La danza nel suo aspetto istintivo è una manifastazione del movimento umano, infatti nella gioia l’uomo pronuncia delle parole, ma non sono sufficienti e le sue mani fanno dei gesti ed i suoi piedi fremono.
Secondo Suzanne K. Langer nello studio l‘immagine dinamica è la prima immagine creata oggettivamente nella natura umana ed evidenzia che la prima vera arte è la danza.
Potersi esprimere con il proprio corpo ha del meraviglioso, un miracolo (Andrè Maurois).
La danza è un ampliamento dei nostri movimenti muscolari, un rafforzamento del gesto spontaneo, esaltazione in durata (nel tempo), ampiezza (nello spazio) ed intensità nei gesti naturali.

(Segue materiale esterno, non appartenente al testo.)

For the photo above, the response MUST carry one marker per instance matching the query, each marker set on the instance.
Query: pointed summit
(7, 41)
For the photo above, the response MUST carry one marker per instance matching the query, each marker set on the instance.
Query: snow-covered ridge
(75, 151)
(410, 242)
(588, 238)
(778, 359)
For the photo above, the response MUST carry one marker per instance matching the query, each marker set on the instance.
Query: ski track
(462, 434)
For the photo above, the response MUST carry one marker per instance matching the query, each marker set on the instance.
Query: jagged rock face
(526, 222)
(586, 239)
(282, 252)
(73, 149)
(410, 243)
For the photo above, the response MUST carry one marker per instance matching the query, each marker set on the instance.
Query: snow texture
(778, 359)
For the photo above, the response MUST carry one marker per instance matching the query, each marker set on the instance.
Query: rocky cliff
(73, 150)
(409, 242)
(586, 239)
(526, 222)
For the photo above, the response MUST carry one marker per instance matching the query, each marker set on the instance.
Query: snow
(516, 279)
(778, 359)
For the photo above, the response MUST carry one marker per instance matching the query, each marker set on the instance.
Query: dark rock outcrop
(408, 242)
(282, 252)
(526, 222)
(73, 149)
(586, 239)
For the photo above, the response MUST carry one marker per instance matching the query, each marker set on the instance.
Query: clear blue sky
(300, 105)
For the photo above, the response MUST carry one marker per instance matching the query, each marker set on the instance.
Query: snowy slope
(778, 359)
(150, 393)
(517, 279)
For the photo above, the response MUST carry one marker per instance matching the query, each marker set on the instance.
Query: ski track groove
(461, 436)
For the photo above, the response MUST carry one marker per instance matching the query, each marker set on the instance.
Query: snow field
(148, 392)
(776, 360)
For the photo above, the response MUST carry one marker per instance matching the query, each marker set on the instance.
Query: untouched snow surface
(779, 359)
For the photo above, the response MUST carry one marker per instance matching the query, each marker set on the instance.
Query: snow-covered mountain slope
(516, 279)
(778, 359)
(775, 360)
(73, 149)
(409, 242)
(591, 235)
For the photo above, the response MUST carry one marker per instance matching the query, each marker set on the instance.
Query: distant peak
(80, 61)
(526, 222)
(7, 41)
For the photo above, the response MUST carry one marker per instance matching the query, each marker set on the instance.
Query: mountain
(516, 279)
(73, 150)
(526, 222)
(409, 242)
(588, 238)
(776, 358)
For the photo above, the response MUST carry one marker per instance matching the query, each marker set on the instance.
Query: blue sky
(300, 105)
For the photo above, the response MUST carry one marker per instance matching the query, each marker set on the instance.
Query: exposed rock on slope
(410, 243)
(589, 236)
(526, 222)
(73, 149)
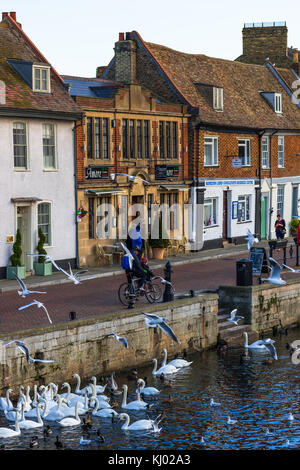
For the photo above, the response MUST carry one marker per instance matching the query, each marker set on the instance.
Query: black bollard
(168, 293)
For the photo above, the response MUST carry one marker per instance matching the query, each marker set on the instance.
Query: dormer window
(278, 103)
(41, 79)
(218, 98)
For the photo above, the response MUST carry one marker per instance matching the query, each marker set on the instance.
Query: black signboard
(96, 172)
(259, 261)
(163, 172)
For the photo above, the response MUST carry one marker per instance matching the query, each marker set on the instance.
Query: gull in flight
(234, 318)
(130, 177)
(251, 239)
(24, 349)
(24, 290)
(154, 321)
(39, 305)
(120, 338)
(130, 257)
(274, 277)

Dalle origini la danza e i danzatori suggerivano il ritmo delle percussioni agli astanti che li accompagnavano e questo è intimamente collegato al carattere di culto tribale della danza.
Curt Sachs dice: “Ogni grande civiltà reca ancora in sè la nozione sacra che ogni movimento soprannaturale appartiene alla danza”.
La danza è una delle quattro forme d’arte pricipale accanto alla poesia, alla musica e alle arti figurative. Il balletto, sia di tecnica classica che di tecnica moderna e contemporanea, allora diventa una forma di teatro e accade che il linguaggio della danza si associa alle altre arti. Ogni tempo ha avuto la sua forma di balletto.
In occidente il balletto nasce nel Rinascimento Italiano.